What is the optimal value for x in a 1-1000 random number generator 2 stage algorithm where x is the "split point".

1.2k Views Asked by At

I would like a mathematical answer to this. If I have a random number generator algorithm (let's say 1 to 1000), and I simply pick a random number over and over until I see each of the 1000 possible numbers at least once, as we get closer and closer to 1000 unique numbers seen, finding the next one not yet seen becomes more and more difficult and thus takes more time (with the last few "needed" being the most difficult and most time consuming). For example, if we have already seen 980 unique random numbers, then we only have a 20 in 1000 chance of choosing the last "missing" random number to complete all 1000.

To possibly save time (by making it easier for the algorithm to find the last few random numbers needed), suppose at some point (for example, after seeing 750 of the random numbers), we instead just copy those 250 remaining unseen numbers to some array (a list of nonseen numbers), and then just generate a random number between 1 and 250 (for example) until all of those are seen, and then merge the results with the first part (750+250=1000).

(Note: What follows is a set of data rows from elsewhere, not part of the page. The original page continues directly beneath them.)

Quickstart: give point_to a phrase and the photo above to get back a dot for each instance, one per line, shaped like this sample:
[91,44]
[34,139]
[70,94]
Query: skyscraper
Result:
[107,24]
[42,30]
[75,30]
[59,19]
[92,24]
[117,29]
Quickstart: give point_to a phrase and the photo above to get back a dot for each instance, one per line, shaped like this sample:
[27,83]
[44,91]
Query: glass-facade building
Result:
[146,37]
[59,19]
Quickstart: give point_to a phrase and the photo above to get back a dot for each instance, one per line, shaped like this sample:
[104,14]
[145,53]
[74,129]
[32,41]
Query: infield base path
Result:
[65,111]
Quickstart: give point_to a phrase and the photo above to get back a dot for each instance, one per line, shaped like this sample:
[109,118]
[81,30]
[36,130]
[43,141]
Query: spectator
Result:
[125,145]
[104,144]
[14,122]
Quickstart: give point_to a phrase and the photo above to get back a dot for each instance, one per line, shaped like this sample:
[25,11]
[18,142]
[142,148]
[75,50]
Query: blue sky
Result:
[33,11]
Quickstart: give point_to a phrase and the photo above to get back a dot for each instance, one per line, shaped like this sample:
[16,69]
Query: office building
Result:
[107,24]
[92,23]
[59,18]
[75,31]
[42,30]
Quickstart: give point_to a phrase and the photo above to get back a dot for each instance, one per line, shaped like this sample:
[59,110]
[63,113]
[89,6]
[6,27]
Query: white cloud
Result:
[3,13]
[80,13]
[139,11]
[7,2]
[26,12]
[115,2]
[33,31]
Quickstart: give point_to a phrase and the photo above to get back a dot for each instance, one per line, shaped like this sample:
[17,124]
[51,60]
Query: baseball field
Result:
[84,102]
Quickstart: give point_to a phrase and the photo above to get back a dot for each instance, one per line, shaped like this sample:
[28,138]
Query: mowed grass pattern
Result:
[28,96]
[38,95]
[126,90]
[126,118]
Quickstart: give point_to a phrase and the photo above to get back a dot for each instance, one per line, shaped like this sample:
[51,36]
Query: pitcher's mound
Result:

So my question is, to save the most time (assuming it takes little to no time to make the split, vs. the major time wasted trying to find the last few numbers in the 1-1000 scheme), using x as the split position (in the above example, x=750), what is the optimal split position mathematically speaking so that the fewest number of "collisions" (picking the same random number more than once) happens. That is, choose a single value of x such that the # of collisions is minimized. For simplicity, we will say you can only split the 1-1000 scheme once. My guess is it might be optimal somewhere between 500 and 750 but I wonder mathematically what the correct answer is.

A computer simulation solution might not be helpful because of caching and other factors, but a computer program to count up the number of random number events and # of collisions would be useful, minimizing those.

While people are "chewing" away at this mathematically, I may write a computer program to count up the # of random numbers generated, and # of collisions, and try to optimize it (by trying every possible split position between perhaps 500 and 900).

Food for thought but not part of the question: If for some reason 500 is the correct answer, then I wonder if splitting those again (such as 4 groups of 250 numbers) would be even better.

Just to give you a "feel" for what is happening here, I wrote a quick computer program and found that for an array of size 1000, I am seeing on average about 7500 calls to the RNG (Random Number Generator) function, of course about 6500 of them (1000 less) being collisions. I ran this 1000 times and got an average. So we are at a 86.7% collision rate (6500/7500) to get all 1000 random numbers this way.

Note that if I stop after finding only 750 unique random numbers (the last 250 not yet found), the 7500 number drops to only 1384 and the collisions drop from 86.7% to only 45.8% (634/1384). For x=500, I get 692.5 calls to the RNG function and 192.5/692.5 = only 27.8% collisions.

2

There are 2 best solutions below

12
On

You might be interested in reading about the coupon collector's problem and the related questions and answers on this site tagged with .

The number of random number generations is $1000$ plus the expected number of collisions, so minimizing the number of collisions is equivalent to minimizing the number of random number generations, which is a bit simpler.

When you have $j$ out of $k$ numbers left to find, the expected number of random number generations to find the next one is $\frac kj$. If we split $n=1000$ at $x$, then we expect the first $x$ numbers to require

$$ \sum_{k=0}^{x-1}\frac n{n-k}=n(H_n-H_{n-x}) $$

random number generations, where $H_i$ is the $i$-th harmonic number, and the last $n-x$ number to require

$$ \sum_{k=x}^{n-1}\frac{n-x}{n-k}=(n-x)H_{n-x} $$

random number generations. (The second part is the standard coupon collector's problem for $n-x$ types of coupon.)

Thus the expected total number of random number generations is

$$ n(H_n-H_{n-x})+(n-x)H_{n-x}=nH_n-xH_{n-x}\;. $$

The first term doesn't depend on $x$ and is just the result for the standard coupon collector's problem for $n$ types of coupons. The second term represents the savings from the split, and we need to maximize it. Since $H_n\approx\gamma+\log n$, we can get an approximation from

$$ \frac{\mathrm d}{\mathrm dx}\left(x(\gamma+\log(n-x))\right)=\gamma+\log(n-x)-\frac x{n-x}=0\;. $$

The solution is $x\approx848.4$, and a table for $xH_{n-x}$ in the vicinity shows that the maximum occurs at $x=849$, with expected savings of

$$ 849H_{1000-849}\approx4752.53 $$

out of

$$ 1000H_{1000}\approx7485.47 $$

random number generations. Thus, with optimal choice of the split point, you can save almost two thirds of the random number generations.

0
On

I suppose this answer can be found fairly easily on a computer just by starting with no split, and then finding the split position that yields the smallest number of collisions. This can be found iteratively. However, one thing I noticed by implementing the no split solution is that it is efficient (as far as runtime and ease of coding), to just get the first unique 996 random numbers, then choose a random number from 1 to 24 (or 0 to 23), and just use that to determine the order of the last 4 "missing" numbers (out of the original 1000). That alone speeds it up by about 30% but even that did not beat the runtime speed of the Fisher-Yates algorithm.

I still have to try implementing the split at x=849 and time it.